Based on reliable sources, ASF cases have been detected in Bulacan and Rizal Province of the Philippines, even though the authorities have not reported the cases to the World Organisation for Animal Health (OIE), the center said.
The Philippines thus became the latest country to be listed as a high-risk area for ASF by the Taiwanese authorities, following China, Hong Kong, Macau, Vietnam, Laos, Cambodia, Myanmar, Thailand, North and South Korea, and Russia.
The measure is taken to prevent the ASF virus from entering the country, according to the center. ASF is a highly contagious disease infecting pigs, with a mortality rate near 100 percent. The disease, however, does not affect human beings.
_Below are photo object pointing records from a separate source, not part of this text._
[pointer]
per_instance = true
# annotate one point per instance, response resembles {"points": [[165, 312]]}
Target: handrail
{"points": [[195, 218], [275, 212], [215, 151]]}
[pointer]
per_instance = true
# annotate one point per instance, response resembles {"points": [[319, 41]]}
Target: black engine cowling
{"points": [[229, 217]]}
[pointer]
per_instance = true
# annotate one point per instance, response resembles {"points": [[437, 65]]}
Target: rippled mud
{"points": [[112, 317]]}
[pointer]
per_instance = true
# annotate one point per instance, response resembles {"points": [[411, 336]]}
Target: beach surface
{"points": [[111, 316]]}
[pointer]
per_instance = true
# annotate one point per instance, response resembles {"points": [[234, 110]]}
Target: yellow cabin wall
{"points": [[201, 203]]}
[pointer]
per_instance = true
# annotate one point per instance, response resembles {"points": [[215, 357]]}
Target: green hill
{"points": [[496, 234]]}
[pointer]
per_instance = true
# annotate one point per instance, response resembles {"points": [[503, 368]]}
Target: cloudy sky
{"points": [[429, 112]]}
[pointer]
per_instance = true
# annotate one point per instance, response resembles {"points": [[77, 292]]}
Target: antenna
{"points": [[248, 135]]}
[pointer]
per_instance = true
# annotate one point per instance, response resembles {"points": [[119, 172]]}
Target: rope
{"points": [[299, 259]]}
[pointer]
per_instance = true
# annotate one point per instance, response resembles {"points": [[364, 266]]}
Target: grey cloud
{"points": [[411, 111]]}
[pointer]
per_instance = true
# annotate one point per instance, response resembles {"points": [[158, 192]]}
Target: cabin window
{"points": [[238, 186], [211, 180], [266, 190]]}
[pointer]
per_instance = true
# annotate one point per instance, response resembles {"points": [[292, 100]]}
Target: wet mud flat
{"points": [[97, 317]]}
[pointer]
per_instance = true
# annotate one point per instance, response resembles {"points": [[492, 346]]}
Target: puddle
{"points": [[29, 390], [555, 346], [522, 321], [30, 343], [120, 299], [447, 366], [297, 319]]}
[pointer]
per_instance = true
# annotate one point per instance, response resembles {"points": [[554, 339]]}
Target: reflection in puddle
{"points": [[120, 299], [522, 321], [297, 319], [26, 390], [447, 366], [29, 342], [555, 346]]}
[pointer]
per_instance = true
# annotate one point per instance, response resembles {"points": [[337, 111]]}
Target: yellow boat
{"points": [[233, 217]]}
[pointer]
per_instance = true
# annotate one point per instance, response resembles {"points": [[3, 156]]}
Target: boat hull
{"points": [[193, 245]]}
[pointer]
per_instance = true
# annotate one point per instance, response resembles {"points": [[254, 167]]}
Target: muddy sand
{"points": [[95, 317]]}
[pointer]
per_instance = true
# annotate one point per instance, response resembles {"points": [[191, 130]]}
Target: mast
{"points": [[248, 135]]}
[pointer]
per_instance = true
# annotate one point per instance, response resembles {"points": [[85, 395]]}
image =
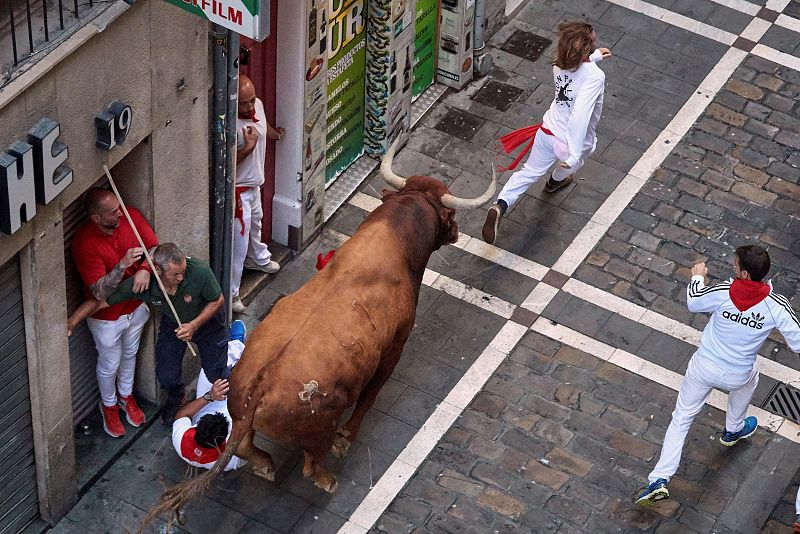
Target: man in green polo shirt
{"points": [[198, 300]]}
The ASF disease continues to rage in Southeast Asia and East Asia one year after an outbreak occurred in China. The first ASF case was reported in Myanmar on Wednesday (Aug. 14) at a pig farm near the border with China and Laos. Reuters reported on Friday (Aug. 16) that the disease continues to spread across China, with the quantity of swine dropping more than 30 percent in July compared to the same period in 2018.
Travelers carrying pork product from ASF-affected countries to Taiwan without reporting to the authorities will face a fine of NT$200,000 (US$6,300) for the first occurrence, and NT$1 million (US$31,600) starting from the second time.
They may also face a fine of between NT$10,000 (US$316) to NT$30,000 (US$950) for bringing pork products from non-ASF-affected countries.